The study also compared the effects of different carotenoids and found that lutein and zeaxanthin were the most effective in protecting against AMD. The EDCCS authors concluded that "increased intake of foods rich in antioxidants, especially certain carotenoids, may reduce the risk of developing advanced AMD."
Alzheimer's Disease
Not many other words conjure up more dread than Alzheimer's disease (AD). This disease now affects only 5 percent of the U.S. population, but as the number of elderly Americans continues to increase, those affected by Alzheimer's will also increase. New studies are offering hope, however, in the form of antioxidant nutrients. In 1996, an in vitro, or lab, study reported intriguing results which suggested that the degenerative damage associated with AD might be oxidative in nature.

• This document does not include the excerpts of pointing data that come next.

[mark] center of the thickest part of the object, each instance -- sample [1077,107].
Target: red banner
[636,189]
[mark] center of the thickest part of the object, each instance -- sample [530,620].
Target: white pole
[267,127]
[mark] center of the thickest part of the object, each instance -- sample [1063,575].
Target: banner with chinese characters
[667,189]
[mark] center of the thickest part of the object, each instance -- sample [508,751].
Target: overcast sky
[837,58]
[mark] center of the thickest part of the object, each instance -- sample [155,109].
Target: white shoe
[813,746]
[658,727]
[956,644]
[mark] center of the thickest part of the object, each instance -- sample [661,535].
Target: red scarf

One of the problems in studying AD is that the only way to make a definite diagnosis of AD is by doing an autopsy on a person who has died of the disease. To make the diagnosis, the pathologist looks for a protein, called amyloid, which invades the brain. Besides being a marker for diagnosis, scientists now believe that this protein causes the devastating symptoms of AD.
Based on this theory, researchers of the 1996 in vitro study placed strips of rat blood vessels in solutions containing amyloid. The amyloid interacted with cells in the blood vessels to produce an excess of free radicals, which in turn caused changes in the structure and function of the tissue. The changes included narrowing of the blood vessels, suggesting that this could occur in the brain of AD patients, causing diminished brain function.

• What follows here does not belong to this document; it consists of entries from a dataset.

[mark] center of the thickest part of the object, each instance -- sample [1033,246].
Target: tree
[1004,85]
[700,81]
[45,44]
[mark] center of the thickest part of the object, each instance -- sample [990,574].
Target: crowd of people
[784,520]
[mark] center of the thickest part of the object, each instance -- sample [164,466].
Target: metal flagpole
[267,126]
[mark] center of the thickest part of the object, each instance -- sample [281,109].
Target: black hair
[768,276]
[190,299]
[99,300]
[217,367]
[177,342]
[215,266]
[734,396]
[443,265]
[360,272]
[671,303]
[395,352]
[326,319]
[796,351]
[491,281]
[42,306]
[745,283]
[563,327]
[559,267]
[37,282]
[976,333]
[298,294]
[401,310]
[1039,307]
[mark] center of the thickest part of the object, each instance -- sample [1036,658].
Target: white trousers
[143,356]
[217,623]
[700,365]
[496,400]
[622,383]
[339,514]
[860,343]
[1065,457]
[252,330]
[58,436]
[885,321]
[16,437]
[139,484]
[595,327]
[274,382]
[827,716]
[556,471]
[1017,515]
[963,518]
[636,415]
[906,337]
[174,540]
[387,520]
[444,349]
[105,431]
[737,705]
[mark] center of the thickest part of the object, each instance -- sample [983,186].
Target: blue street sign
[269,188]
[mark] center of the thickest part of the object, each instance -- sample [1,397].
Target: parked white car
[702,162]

Carrying the experiment a step further, they repeated the test but first soaked the blood vessel strips with a powerful antioxidant. When they placed the antioxidant soaked strips in the amyloid solution, blood vessel strips protected by the antioxidant did not become narrowed. The researchers think that the amyloid in the brains of Alzheimer's patients causes narrowing in the brain's blood vessels by inducing free radical damage. And, more important, antioxidants may prevent the damage that amyloid causes.

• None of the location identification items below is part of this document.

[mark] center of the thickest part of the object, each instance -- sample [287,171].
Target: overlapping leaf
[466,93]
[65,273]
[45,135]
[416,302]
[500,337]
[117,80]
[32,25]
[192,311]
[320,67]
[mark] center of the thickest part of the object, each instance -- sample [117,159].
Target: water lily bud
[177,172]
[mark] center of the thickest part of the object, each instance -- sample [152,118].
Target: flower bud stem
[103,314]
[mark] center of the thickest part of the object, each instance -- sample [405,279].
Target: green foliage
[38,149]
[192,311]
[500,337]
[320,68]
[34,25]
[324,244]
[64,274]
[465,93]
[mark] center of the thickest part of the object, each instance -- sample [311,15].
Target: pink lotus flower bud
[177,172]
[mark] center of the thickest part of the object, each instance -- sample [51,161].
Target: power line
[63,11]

The real test for any theory of human disease, however, has to be in humans themselves. A recent study put the antioxidant hypothesis to the test in 341 patients who had moderately severe cases of AD. In this two-year study, researchers used three treatments and a control group who received no treatment: an antioxidant called selegiline (10 mg/day), vitamin E (2,000 IV a day), and both selegiline and vitamin E. They measured the time from the beginning of the study of several outcomes: the occurrence of death, the need for institutionalization, the loss of the ability to perform basic activities of daily living, and the onset of severe dementia. The results were remarkable and supported the antioxidant theory: patients taking selegiline or vitamin E and the combination therapy had major delays in the time to all of the negative outcomes compared with patients in the control group. The authors believe that in patients with moderately severe AD, treatment with selegiline or vitamin E can slow the progression of disease.